The Fragile World by Paula Treick DeBoard

The Fragile World by Paula Treick DeBoard

Author:Paula Treick DeBoard
Language: eng
Format: epub, mobi
Publisher: Harlequin
Published: 2014-12-26T16:00:00+00:00


olivia

For the first few minutes the next morning, I felt a hundred pounds lighter than the day before, as if I’d shucked off my whole worrisome self. I woke to the sound of Dad showering, the water rushing powerfully through the pipes, and stretched happily.

And then I remembered: the bullets, but no gun. Daniel’s ashes, which should have been waiting on our mantel in Sacramento, along on this crazy road trip with us. Not to mention Dad’s portable memorial to Daniel, the dead son he never mentioned.

I tiptoed to the bathroom door and tried the knob, which was locked. Did Dad always lock the door when he showered? The four of us had shared a single bathroom in Sacramento, and occasionally Mom and Dad had popped in on each other, or Dad and Daniel, or Mom and me, but the opposite-gender parent-child privacy had been fully respected. For all I knew, Dad had always locked the bathroom door ever since it was just the two of us. But maybe the door was locked now for a different reason.

Acting quickly, I repeated the search Sam and I had conducted yesterday: in Dad’s suitcase, under the mattress, making sure everything was undisturbed by the time I heard the water stop.

“Liv?

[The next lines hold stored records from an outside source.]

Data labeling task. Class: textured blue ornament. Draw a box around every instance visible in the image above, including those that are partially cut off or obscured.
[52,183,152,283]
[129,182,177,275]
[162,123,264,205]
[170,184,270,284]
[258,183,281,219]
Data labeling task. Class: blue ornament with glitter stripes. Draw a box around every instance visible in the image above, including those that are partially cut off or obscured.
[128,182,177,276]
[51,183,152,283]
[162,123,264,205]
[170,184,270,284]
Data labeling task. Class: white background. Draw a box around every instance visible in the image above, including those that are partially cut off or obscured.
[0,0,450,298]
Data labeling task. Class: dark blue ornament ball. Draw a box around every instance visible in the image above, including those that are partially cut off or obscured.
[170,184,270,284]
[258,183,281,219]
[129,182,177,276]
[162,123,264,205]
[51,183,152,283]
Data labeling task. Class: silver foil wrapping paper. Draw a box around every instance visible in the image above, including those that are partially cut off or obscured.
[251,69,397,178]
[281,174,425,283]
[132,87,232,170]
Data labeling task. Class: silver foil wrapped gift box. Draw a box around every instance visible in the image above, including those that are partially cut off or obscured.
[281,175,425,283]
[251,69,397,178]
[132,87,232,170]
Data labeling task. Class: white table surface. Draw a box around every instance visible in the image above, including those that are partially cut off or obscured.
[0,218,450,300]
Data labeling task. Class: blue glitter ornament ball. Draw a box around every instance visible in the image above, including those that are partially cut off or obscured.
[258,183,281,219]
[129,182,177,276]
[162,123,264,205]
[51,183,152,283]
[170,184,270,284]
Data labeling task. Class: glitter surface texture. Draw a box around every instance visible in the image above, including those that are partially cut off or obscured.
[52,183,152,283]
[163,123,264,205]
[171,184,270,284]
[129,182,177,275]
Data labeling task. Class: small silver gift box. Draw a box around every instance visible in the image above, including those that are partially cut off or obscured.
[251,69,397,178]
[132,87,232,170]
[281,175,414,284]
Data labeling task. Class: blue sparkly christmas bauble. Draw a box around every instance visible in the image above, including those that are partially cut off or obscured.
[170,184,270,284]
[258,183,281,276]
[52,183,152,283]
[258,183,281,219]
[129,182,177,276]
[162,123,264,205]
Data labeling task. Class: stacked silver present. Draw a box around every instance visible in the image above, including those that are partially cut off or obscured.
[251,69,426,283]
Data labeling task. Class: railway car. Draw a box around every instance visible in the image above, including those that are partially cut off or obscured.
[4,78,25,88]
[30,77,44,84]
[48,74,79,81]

Are you up?” Dad called through the door.

“Yeah.”

“Feeling better this morning?”

“Fine,” I said, and sat on the bed to think.

If Dad had a gun, it was in the bathroom with him now, and he would be carrying it underneath his clothes when he came out. If Dad didn’t have a gun, I was an idiot. It wasn’t hard to believe in my own stupidity, and I wanted to, more than anything, but somehow, our conversation yesterday hadn’t completely reassured me. Dad had done it again—looked straight at me without seeing me at all; said one thing while his mind seemed to be moving in a completely different direction.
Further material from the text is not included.